The IMF will not grow our economy for usWednesday, April 10, 2013
Now that Jamaica seems set to ink a new pact with the International Monetary Fund (IMF), the country needs to learn from the lessons of its 35-year relations with the Fund or risk repeating that sordid history.
First, it has been an unhappy and unsuccessful relationship because the IMF practices a brand of economic fundamentalism which is theological in its inflexibility. It has a standard set of policy prescriptions. The tool box consists of devaluation (whether by one-time action or by letting the exchange rate deteriorate, as is now the case with Jamaica), deflationary fiscal policy by sudden and sharp budget cuts (unavoidable even without IMF insistence), privatisation (even if it's a fire sale like Air Jamaica) and deregulation (giving government less ability to manage the economy).
Second, the IMF has at times been insensitive to political and social limits of adjustment, even while knowing that its performance tests and policy measures undercut the political support of governments eg the Michael Manley administration in 1979-80 and the Golding administration in 2011. The high priests of the IMF may even derive a certain perverse but self-righteous pleasure as the next government would be more supine.

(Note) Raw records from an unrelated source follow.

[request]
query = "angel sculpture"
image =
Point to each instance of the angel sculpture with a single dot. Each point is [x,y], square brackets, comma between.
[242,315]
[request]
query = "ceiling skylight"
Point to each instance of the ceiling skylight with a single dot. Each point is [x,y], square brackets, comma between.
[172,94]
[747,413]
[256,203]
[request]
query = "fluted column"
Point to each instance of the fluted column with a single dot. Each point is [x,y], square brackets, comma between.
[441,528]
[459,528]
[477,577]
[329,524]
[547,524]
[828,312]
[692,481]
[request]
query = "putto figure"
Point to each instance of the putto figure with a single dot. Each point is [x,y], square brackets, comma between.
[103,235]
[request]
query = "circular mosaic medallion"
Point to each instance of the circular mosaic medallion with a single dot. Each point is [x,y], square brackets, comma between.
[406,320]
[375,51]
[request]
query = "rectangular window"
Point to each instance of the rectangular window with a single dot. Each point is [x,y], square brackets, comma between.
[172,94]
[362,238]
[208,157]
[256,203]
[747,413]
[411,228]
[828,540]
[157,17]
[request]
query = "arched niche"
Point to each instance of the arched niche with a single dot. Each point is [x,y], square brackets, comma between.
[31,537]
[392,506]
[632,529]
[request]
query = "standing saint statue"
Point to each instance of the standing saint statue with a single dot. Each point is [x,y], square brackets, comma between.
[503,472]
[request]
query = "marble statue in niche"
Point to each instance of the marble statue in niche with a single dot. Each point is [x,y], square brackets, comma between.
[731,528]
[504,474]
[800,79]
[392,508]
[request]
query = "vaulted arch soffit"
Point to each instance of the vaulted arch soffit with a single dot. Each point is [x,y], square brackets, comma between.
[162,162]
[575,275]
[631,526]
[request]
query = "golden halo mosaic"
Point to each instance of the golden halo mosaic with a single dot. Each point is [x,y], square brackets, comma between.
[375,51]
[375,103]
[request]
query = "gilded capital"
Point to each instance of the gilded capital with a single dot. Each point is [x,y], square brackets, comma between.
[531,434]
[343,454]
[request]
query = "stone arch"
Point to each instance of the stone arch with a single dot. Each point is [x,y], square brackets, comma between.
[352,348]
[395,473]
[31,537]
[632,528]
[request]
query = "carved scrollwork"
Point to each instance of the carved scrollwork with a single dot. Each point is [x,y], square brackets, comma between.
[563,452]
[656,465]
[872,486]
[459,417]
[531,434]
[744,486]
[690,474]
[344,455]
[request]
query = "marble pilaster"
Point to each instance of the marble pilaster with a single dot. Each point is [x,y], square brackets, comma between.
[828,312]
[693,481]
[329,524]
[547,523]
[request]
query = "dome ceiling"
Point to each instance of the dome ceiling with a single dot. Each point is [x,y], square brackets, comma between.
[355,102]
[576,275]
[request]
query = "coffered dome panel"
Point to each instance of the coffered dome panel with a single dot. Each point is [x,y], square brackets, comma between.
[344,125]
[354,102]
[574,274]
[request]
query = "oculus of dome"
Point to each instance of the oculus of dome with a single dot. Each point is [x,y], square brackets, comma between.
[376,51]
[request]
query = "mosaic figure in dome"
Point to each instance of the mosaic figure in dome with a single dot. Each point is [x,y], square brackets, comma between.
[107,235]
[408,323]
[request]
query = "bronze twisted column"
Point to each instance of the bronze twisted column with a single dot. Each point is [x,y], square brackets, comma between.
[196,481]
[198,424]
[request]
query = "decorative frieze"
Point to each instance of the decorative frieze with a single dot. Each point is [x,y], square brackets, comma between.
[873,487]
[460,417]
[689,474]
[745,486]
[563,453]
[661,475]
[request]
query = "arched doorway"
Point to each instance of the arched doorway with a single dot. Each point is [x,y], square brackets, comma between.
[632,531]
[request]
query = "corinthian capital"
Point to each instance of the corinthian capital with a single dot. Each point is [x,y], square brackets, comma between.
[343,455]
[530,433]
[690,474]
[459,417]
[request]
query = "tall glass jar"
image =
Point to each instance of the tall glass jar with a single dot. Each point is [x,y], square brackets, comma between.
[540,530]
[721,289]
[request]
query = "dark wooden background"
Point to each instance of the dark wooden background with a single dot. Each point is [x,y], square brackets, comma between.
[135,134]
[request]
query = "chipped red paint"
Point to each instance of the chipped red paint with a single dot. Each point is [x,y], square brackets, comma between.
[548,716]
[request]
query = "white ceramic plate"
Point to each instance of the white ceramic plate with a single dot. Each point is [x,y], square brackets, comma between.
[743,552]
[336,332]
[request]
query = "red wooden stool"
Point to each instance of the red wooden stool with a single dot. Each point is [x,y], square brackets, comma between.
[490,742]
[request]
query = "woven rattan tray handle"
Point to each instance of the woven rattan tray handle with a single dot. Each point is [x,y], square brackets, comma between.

Of course, we must take note that in its news release on Monday announcing the imminence of the agreement with Jamaica, the IMF said: "Recognising the sacrifice involved for the Jamaican people, the strategy also aims to minimise the impact on the poorest and most vulnerable."
Third, IMF programmes do not necessarily produce economic growth because of their deflationary stabilisation measures which are antithesis of growth. Stabilisation of the macroeconomic fundamentals is a necessary step but that does not by itself generate growth. If economic growth occurs during an IMF agreement it is probably due to some fortuitous event such as favourable export prices, a surge in tourist arrivals and the like.
Fourth, IMF programmes involve little money for much pain, but the real benefit in having a programme is that it provides the imprimatur that the Fund will make the country pay its debt, even if there has to be a cutback in social programmes. Having an IMF programme is a promise to practise responsible financial housekeeping which the borrowing government could not find the self-discipline to do.
Critically, the IMF agreement facilitates funding from institutions such as the World Bank and the Inter-American Development Bank, as well as on the international financial markets. The current agreement is no exception.
Fifth, no government of Jamaica has completed the full duration of an IMF agreement. This is a depressing record which the IMF blames on poor implementation because of lack of political will and technical incompetence. These are factors, but the truth is that the IMF targets were unrealistic, the policy measures inappropriate and the programme under-funded.
Despite the bitter medicine prescribed by the Fund, we must accept that they did not create our economic problems and it is our responsibility to work our way out of the quagmire. This is Jamaica's last chance to go to the well of international financial support. The country has got to stay the course and survive the duration of the agreement, therefore, it cannot be business as usual.